First, I'll export with the default pretty large limit:

dap@ivanova omicron-fix $ ./target/debug/omdb reconfigurator export export-default.json
note: database URL not specified.  Will search DNS.
note: (override with --db-url or OMDB_DB_URL)
note: using database URL postgresql://root@[::1]:58009/omicron?sslmode=disable
note: database schema version matches expected (197.0.0)
assembling reconfigurator state ... done
saving to export-default.json ... done

dap@ivanova omicron-fix $ jq '.blueprints[] | .id' < export-default.json
"68fd25eb-0c10-4789-968c-ff776a7d718b"
"f7e79617-41df-49da-8efe-9bd3e3a4a119"
"a974188b-b86f-456b-80c4-7c9f0a25d9c4"
"8a9ab5bb-3072-492b-9cb6-d221ef77b4f6"
"bb29f7c2-783a-49d0-8f14-919a98757014"
"3debad0c-9caf-430c-aa86-554e189d23f1"
"9c8710a3-d2dd-4013-8825-b57d1a60c1ae"
"fc3fa6c9-5be3-445d-acb5-4ad2dc79e05a"
"87722569-b282-4ef3-92d7-4563d5b6f7c8"
"fd72a673-1385-4a51-97ba-82eb8a5f5477"
"9ec0a420-fa49-4a10-9060-3185ba5e266b"

That got all of them, as expected.

Then I'll export with a lower limit:

dap@ivanova omicron-fix $ ./target/debug/omdb reconfigurator export --nmax-blueprints 5 export-limit-5.json
note: database URL not specified.  Will search DNS.
note: (override with --db-url or OMDB_DB_URL)
note: using database URL postgresql://root@[::1]:58009/omicron?sslmode=disable
note: database schema version matches expected (197.0.0)
assembling reconfigurator state ... done
warning: reached limit of 5 while fetching blueprints
warning: saving only the most recent 5
saving to export-limit-5.json ... done

dap@ivanova omicron-fix $ jq '.blueprints[] | .id' < export-limit-5.json 
"68fd25eb-0c10-4789-968c-ff776a7d718b"
"f7e79617-41df-49da-8efe-9bd3e3a4a119"
"a974188b-b86f-456b-80c4-7c9f0a25d9c4"
"8a9ab5bb-3072-492b-9cb6-d221ef77b4f6"
"bb29f7c2-783a-49d0-8f14-919a98757014"

That saved only the expected number, and only the most recent ones.

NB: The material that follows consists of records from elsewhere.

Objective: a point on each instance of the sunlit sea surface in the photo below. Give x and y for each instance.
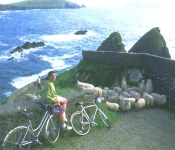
(63, 48)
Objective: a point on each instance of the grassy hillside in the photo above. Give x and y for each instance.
(96, 73)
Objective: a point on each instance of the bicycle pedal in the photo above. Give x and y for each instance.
(94, 123)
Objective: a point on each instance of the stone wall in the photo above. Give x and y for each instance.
(160, 70)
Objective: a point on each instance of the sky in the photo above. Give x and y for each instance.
(109, 3)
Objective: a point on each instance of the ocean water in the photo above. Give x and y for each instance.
(63, 49)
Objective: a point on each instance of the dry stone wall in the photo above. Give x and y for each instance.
(160, 70)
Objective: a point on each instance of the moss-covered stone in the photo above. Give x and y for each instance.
(153, 43)
(112, 43)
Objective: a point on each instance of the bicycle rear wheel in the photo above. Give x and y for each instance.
(18, 138)
(52, 129)
(104, 118)
(80, 123)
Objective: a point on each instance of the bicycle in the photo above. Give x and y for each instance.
(80, 120)
(22, 137)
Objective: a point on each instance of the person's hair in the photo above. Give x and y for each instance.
(49, 74)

I wanted to try the workflow of archiving in batches. So I started by archiving with limit 8:

dap@ivanova omicron-fix $ ./target/debug/omdb reconfigurator archive --nmax-blueprints 8 archive-limit-8.json -w
note: database URL not specified.  Will search DNS.
note: (override with --db-url or OMDB_DB_URL)
note: using database URL postgresql://root@[::1]:58009/omicron?sslmode=disable
note: database schema version matches expected (197.0.0)
assembling reconfigurator state ... done
warning: reached limit of 8 while fetching blueprints
warning: saving only the most recent 8
saving to archive-limit-8.json ... done
removing saved, non-target blueprints ...
  successfully deleted blueprint f7e79617-41df-49da-8efe-9bd3e3a4a119
  successfully deleted blueprint a974188b-b86f-456b-80c4-7c9f0a25d9c4
  successfully deleted blueprint 8a9ab5bb-3072-492b-9cb6-d221ef77b4f6
  successfully deleted blueprint bb29f7c2-783a-49d0-8f14-919a98757014
  successfully deleted blueprint 3debad0c-9caf-430c-aa86-554e189d23f1
  successfully deleted blueprint 9c8710a3-d2dd-4013-8825-b57d1a60c1ae
  successfully deleted blueprint fc3fa6c9-5be3-445d-acb5-4ad2dc79e05a
done (7 blueprints deleted)
warning: Only tried deleting the most recent 8 blueprints
warning: because that's all that was fetched and saved.
warning: You may want to run this tool again to archive more.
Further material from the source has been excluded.